経験に裏打ちされた正義と、科学やデータに基づいた正義、これらは同じではないかもしれませんが、かといって争うことはしてほしくないなと思います。
どちらの理論を持つ方も、もう一方を否定するのではなく純粋に競技のため、スポーツ界のため、未来ある若い才能のために、協力し合えるようになっていったらいいなと思います。

例えばですが選手に、経験値的な感覚論での指導と科学やデータ的な指導を両方を行う、その上で選手の方にどちらを選んでもいいし、どちらも選ばなくてもいい、どちらかを選んだことで、君に対する評価は変わらないし、どちらも選ばなかったとしても、君の選択を尊重する。でも、どんな選択肢を選んだとしても今後もアドバイスは続けていくよ。

そんなふうに声をかけられたら、どんな選手が育つんだろう。ということは非常に気になります。

ですが、どちらが選ばれた・どちらが優秀なのか、そういった議論がすぐに出てきそうですね。だって、複数の指導者に別のアドバイスをされてパニックになるのも、実は迷っているのは理論についてじゃなくて、”人間関係”だったりします。
指導した人達の顔色をうかがいながら、ご機嫌取りをしながらプレーする子供たちを横目に小競り合いする指導者の方を見た経験もないわけではありません。

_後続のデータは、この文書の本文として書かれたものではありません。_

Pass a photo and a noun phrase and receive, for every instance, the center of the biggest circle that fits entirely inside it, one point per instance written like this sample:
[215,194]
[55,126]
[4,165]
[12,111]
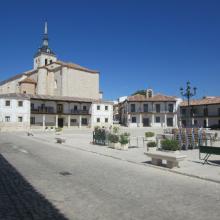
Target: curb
[130,161]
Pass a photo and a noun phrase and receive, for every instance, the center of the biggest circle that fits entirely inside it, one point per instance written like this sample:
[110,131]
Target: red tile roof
[204,101]
[155,98]
[28,80]
[76,66]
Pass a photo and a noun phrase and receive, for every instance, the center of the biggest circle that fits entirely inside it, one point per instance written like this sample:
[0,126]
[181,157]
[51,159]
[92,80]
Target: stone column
[140,120]
[165,120]
[80,121]
[207,122]
[44,118]
[68,121]
[152,120]
[56,125]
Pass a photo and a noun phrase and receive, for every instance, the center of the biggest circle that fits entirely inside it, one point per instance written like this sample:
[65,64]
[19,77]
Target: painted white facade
[14,114]
[102,114]
[201,115]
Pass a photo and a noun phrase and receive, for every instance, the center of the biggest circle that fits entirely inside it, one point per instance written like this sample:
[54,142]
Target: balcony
[51,110]
[79,112]
[45,110]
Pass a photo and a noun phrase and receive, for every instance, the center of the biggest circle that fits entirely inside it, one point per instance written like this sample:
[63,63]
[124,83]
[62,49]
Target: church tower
[44,55]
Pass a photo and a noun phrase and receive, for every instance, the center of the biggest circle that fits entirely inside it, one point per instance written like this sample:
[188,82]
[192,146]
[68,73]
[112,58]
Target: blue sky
[135,44]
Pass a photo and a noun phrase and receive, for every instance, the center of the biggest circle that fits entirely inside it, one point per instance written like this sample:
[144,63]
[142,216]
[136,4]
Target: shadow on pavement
[19,200]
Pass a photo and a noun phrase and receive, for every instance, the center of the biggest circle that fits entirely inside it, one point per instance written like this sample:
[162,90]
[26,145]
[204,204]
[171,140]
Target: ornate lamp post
[188,94]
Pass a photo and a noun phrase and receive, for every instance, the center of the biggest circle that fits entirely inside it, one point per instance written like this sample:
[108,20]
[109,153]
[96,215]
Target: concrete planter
[124,147]
[114,145]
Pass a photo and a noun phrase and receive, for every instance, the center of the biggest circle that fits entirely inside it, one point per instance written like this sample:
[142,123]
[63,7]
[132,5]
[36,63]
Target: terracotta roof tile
[28,80]
[204,101]
[76,66]
[155,98]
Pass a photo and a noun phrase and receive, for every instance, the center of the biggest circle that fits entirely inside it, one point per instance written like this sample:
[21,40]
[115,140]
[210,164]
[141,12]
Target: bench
[208,150]
[29,134]
[172,159]
[60,140]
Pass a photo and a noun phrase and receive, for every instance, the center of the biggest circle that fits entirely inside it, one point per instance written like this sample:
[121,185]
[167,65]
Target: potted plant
[58,130]
[169,145]
[124,140]
[114,141]
[151,144]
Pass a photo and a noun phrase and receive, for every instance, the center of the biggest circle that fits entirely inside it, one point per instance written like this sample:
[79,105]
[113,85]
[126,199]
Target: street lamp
[188,94]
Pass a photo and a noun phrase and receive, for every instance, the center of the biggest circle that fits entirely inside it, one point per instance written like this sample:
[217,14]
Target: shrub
[172,145]
[149,134]
[126,134]
[58,129]
[124,139]
[115,130]
[151,144]
[113,138]
[99,134]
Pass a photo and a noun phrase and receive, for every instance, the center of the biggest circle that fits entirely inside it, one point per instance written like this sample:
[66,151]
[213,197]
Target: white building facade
[149,111]
[201,113]
[102,114]
[14,112]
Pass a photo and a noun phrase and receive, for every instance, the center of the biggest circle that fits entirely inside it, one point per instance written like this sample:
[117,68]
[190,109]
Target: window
[7,103]
[32,106]
[20,103]
[170,122]
[7,118]
[84,108]
[20,119]
[183,111]
[157,119]
[84,121]
[74,121]
[206,111]
[55,84]
[157,107]
[150,93]
[132,107]
[133,120]
[32,120]
[75,107]
[170,108]
[145,107]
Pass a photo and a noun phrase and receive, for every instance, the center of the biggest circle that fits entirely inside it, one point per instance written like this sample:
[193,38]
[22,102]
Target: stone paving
[19,200]
[192,166]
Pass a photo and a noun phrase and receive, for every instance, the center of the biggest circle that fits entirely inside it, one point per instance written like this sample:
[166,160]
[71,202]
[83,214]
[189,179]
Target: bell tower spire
[45,37]
[44,55]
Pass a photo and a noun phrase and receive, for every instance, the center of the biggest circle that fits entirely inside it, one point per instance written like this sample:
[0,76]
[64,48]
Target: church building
[53,94]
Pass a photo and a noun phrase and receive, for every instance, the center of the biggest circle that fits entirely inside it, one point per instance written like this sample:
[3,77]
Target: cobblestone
[19,200]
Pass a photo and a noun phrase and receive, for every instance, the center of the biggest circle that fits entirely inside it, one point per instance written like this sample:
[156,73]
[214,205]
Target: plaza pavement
[81,140]
[42,180]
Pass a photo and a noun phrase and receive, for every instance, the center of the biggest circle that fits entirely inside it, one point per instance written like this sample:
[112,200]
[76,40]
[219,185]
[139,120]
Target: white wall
[102,114]
[14,111]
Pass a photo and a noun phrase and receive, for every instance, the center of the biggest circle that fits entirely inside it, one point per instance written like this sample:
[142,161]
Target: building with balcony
[201,113]
[14,112]
[149,110]
[24,112]
[55,94]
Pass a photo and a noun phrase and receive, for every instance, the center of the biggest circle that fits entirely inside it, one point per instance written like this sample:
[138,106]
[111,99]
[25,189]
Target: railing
[79,112]
[140,111]
[51,110]
[47,110]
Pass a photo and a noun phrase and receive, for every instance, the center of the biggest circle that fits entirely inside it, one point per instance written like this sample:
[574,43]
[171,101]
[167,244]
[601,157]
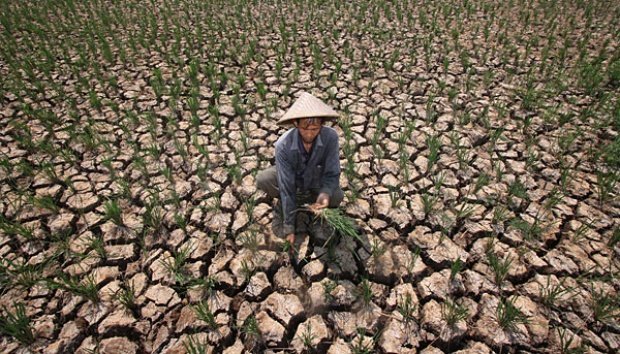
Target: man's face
[309,128]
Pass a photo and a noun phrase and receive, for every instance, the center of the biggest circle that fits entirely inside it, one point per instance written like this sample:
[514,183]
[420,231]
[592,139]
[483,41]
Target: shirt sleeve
[331,175]
[286,184]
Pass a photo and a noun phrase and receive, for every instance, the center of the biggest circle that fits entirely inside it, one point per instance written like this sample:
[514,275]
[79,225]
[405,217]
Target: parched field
[480,160]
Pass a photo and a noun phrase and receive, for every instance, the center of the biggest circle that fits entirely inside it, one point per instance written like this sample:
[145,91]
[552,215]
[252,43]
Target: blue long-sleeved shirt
[321,172]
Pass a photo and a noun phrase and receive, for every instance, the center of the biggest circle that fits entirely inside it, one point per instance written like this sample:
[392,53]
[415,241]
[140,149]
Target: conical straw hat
[307,106]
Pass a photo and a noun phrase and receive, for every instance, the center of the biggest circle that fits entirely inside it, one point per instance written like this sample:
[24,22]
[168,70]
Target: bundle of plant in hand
[341,223]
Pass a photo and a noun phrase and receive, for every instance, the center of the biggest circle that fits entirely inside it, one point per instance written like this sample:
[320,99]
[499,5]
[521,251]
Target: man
[307,166]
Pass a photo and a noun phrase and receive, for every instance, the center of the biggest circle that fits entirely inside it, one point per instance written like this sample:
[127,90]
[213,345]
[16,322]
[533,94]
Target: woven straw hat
[307,106]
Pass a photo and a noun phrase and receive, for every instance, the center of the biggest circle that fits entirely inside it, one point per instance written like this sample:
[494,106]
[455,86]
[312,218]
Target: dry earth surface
[480,157]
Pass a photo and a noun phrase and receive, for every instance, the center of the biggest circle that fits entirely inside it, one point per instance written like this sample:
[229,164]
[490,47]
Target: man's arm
[286,184]
[331,171]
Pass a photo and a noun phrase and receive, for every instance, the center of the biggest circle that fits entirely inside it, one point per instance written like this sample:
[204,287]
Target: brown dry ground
[480,162]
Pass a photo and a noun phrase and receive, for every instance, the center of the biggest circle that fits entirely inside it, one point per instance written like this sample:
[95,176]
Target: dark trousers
[267,181]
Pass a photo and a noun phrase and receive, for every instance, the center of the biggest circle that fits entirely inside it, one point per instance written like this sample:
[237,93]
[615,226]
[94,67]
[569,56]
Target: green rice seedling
[126,296]
[605,185]
[615,238]
[406,308]
[153,217]
[206,284]
[249,205]
[500,267]
[176,265]
[193,345]
[86,288]
[307,337]
[97,244]
[17,324]
[453,312]
[605,306]
[22,275]
[414,256]
[342,224]
[395,195]
[429,202]
[61,244]
[433,144]
[360,346]
[517,189]
[113,212]
[377,248]
[180,221]
[566,342]
[456,267]
[249,239]
[204,313]
[508,315]
[329,286]
[364,292]
[551,293]
[250,330]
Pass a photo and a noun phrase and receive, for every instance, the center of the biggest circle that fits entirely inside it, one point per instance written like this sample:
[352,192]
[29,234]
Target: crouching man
[307,169]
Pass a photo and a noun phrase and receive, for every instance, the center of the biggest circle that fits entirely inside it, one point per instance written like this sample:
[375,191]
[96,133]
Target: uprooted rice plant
[480,162]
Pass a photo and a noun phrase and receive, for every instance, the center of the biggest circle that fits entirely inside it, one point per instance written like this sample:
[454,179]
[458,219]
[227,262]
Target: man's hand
[322,201]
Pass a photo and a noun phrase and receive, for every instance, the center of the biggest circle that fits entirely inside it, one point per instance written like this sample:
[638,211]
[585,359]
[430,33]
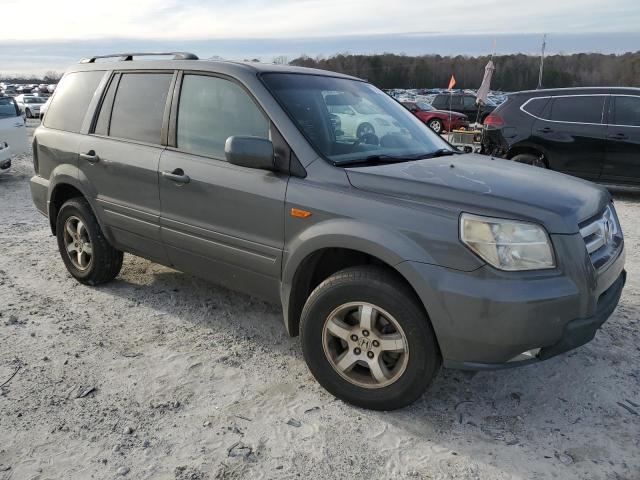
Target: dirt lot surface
[162,375]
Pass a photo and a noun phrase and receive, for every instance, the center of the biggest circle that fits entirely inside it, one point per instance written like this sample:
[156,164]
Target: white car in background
[356,118]
[30,105]
[12,127]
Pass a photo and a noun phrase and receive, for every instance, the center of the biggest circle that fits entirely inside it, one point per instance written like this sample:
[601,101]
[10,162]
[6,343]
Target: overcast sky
[56,33]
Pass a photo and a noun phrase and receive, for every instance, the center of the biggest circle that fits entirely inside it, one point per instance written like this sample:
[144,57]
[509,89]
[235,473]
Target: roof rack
[127,57]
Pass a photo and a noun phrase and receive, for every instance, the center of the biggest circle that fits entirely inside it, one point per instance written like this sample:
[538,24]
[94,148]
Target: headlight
[507,244]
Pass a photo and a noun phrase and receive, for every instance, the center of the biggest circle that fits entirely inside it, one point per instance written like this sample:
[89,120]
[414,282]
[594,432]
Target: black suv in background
[463,103]
[593,133]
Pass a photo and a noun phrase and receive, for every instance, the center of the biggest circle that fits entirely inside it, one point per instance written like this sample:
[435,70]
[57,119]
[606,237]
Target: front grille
[602,237]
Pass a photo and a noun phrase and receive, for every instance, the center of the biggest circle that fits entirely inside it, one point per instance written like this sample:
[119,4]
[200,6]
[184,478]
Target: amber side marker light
[296,212]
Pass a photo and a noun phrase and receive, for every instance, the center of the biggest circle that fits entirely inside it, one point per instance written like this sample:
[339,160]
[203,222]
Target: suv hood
[486,186]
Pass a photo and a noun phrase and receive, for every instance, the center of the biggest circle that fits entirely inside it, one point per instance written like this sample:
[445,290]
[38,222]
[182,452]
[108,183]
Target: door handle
[177,176]
[90,157]
[618,136]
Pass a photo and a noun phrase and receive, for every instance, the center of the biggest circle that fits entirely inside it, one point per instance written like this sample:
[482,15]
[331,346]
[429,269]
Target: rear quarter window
[578,109]
[71,100]
[535,106]
[139,105]
[626,110]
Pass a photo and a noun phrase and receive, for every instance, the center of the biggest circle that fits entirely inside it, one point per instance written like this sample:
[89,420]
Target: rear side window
[139,106]
[579,109]
[71,100]
[439,101]
[626,111]
[213,109]
[8,108]
[469,102]
[102,124]
[535,106]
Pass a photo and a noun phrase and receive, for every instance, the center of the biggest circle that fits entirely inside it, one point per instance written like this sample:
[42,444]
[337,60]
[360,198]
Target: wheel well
[527,150]
[319,266]
[61,193]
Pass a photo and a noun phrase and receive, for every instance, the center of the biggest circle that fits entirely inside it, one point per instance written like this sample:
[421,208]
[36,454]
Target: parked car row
[30,105]
[437,120]
[592,133]
[12,89]
[13,133]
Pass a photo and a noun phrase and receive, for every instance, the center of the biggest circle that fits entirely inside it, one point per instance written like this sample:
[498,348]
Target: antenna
[544,45]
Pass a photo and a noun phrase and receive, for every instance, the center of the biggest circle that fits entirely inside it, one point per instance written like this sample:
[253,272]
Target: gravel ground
[162,375]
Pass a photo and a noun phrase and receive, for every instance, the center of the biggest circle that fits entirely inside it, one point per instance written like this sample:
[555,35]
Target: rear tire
[530,159]
[386,376]
[83,247]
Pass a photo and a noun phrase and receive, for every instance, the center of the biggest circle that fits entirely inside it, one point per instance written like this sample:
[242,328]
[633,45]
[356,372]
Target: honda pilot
[391,253]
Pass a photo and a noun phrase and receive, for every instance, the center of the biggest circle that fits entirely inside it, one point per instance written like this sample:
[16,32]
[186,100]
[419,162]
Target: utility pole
[544,44]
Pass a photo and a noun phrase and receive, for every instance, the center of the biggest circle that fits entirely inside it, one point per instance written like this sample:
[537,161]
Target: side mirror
[251,152]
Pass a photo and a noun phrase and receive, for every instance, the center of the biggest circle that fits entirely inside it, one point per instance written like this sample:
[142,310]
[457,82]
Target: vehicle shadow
[546,411]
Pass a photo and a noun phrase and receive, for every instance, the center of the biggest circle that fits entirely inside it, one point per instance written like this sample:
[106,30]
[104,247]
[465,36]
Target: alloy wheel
[77,243]
[365,345]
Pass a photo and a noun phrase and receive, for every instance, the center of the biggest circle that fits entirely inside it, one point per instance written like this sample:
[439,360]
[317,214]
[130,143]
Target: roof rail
[127,57]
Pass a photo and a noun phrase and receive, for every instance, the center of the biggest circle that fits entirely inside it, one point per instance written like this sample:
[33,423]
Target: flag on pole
[483,91]
[452,83]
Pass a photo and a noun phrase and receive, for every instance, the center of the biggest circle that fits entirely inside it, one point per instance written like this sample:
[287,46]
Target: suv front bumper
[488,319]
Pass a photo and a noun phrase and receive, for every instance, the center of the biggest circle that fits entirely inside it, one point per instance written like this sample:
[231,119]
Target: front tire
[85,250]
[367,340]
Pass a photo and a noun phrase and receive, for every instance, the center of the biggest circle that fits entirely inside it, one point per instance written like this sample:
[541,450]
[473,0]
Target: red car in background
[437,120]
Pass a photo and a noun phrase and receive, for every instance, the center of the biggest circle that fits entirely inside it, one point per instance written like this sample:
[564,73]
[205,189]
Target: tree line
[512,72]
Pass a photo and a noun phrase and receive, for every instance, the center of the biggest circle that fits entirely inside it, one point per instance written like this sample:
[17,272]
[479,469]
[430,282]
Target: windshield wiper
[441,152]
[382,158]
[374,158]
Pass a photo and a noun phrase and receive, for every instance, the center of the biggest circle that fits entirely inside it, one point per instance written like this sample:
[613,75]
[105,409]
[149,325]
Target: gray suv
[390,252]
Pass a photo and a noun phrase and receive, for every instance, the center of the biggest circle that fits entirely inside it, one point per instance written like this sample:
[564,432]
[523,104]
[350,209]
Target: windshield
[425,107]
[349,121]
[7,107]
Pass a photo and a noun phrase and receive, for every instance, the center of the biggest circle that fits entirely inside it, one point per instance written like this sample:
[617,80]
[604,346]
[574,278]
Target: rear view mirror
[251,152]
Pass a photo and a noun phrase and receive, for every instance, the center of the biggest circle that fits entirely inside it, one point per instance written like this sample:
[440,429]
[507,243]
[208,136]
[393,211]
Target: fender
[387,245]
[67,174]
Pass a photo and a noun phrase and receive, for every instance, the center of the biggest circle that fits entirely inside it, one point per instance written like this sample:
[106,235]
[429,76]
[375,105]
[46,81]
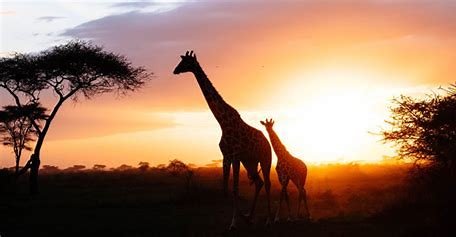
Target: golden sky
[324,70]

技術の進歩と、その使い方の進歩がイコールでないのが悩ましいところです。

今後、こういった形で異業種から指導者や監督が誕生することは大いに歓迎です。

同じ山を登るために、いろんなルートがあっていい、スポーツ界でも少しずつそういった事が進んできているのかなと感じました。

大いに選択肢が増え、ユニークな経歴を持った選手や指導者がたくさん誕生してくれると面白いなと思いました。


 PS. 

データと自分の感覚を合わせる、ということにおいて日本で一番すごいのはタレントの武井壮さんだと思います。彼がOne TOKYOという 本田圭佑さんが立ち上げたサッカーチームの監督に就任したことはまさに新しい時代のスポーツの始まりといえるかもしれません。